Because of the Swiss German video that I have written about, I had been curious to go to the canton of Valais (home of the Matterhorn) where they speak such a unique dialect. I didn’t really hear too much of the regional dialect there, I’m guessing because Zermatt is such a tourist town that the locals revert to High German (or English) in order to sell their wares. I DID hear a train conductor say Tagvoll for Guten Tag, and I knew what he meant because I have now watched that video about 50 times.
The canton of Valais is smack dab in the middle of the Röstigraben. This literally translates as hashed potato ditch. This humorous term (should one think that the Swiss are devoid of humor) highlights the language divide (the trench) between the German-speaking part of Switzerland and the French-speaking part. The Rösti, of course, is the potato dish of which I have blogged. The green area represents the French part, the orange the German part. Zermatt, at the south end of Valais is also very close to Italy.

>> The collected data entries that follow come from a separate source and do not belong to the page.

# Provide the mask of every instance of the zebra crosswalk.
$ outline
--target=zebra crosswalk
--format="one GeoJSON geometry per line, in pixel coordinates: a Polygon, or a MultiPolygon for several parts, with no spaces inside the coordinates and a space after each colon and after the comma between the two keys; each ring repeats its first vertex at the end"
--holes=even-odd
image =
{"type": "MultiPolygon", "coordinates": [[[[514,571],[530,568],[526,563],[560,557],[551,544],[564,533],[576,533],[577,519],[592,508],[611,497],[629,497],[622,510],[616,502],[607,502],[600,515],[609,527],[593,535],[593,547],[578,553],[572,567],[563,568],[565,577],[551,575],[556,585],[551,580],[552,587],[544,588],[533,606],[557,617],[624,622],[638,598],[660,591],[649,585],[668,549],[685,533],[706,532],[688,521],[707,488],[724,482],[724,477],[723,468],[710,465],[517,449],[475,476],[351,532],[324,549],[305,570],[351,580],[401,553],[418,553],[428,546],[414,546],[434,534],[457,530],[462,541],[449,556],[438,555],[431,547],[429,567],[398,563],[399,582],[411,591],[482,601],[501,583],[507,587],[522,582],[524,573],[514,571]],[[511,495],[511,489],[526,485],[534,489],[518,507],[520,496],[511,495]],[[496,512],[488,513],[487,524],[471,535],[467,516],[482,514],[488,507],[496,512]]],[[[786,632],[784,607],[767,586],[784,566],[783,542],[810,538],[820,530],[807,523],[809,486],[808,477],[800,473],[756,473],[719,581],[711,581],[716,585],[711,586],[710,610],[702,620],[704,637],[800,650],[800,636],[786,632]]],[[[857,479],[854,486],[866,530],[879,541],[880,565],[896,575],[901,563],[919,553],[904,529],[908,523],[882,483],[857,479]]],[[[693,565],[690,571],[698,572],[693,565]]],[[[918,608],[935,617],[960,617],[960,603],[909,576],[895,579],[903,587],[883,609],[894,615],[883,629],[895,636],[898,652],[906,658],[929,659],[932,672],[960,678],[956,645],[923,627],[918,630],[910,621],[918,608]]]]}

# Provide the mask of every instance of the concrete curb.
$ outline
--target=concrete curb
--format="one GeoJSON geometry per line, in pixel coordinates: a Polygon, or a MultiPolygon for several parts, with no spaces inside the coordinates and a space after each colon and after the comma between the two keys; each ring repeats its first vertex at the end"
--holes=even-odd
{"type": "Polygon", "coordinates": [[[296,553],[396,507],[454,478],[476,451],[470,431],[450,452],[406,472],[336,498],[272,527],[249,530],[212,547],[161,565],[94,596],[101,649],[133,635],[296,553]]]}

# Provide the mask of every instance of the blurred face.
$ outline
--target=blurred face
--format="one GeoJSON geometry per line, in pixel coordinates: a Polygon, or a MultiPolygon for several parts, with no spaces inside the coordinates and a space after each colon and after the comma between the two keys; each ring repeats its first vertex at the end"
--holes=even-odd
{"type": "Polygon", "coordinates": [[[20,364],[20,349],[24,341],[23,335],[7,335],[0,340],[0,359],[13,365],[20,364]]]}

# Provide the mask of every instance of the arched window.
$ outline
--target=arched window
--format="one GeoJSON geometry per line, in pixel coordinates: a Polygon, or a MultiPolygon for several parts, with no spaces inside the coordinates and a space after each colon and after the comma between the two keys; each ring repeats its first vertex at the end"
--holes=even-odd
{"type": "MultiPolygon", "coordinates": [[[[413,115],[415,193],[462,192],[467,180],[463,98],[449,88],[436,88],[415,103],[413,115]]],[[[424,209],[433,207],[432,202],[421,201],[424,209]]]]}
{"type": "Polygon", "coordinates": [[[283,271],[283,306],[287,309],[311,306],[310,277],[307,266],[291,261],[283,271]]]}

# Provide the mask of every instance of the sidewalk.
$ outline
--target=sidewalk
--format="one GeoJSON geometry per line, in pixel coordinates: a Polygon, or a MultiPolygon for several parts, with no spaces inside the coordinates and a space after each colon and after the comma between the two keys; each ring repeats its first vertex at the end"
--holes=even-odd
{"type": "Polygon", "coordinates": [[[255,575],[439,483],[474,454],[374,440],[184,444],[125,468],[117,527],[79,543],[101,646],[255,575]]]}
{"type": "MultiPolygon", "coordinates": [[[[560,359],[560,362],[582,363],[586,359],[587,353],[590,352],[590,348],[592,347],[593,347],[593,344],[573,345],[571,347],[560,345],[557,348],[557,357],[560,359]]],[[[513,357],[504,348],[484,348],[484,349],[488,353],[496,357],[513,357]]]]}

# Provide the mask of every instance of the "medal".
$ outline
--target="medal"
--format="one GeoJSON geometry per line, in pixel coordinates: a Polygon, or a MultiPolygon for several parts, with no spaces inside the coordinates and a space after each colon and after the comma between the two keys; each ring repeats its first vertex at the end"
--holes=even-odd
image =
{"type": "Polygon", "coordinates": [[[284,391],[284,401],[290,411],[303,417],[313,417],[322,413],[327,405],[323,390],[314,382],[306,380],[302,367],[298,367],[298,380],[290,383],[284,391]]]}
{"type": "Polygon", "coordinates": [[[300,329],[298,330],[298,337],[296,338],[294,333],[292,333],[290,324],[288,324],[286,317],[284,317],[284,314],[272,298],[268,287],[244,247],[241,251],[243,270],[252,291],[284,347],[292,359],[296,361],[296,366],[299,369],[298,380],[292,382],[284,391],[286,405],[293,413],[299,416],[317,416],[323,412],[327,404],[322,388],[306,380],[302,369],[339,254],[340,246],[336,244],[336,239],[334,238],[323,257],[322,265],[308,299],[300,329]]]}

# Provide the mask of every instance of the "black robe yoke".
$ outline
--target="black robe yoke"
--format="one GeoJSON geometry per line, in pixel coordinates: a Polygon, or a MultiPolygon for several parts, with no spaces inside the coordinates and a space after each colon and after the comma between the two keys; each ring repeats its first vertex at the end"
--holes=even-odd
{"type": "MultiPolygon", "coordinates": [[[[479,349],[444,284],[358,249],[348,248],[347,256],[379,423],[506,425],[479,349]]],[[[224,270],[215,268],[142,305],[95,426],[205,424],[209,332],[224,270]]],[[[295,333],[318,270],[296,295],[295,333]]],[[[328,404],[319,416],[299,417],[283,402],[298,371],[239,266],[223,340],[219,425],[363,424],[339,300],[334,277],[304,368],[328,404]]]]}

I also know that Valais (pronounced Wallees up here in Zürich) is a great wine-growing region, and we saw many vineyards along the mountain sides from the train windows. We have had some white wine from there with the raclette, and it was excellent.
Another thing I noticed from the train windows were these goats which look to me like miniature yaks, and also like Black and White cookies. They are called Valais Blackneck Goats among other names. Only about 3000 of these goats are left in the world, with most of them in Valais, but some in Italy, Austria and Germany.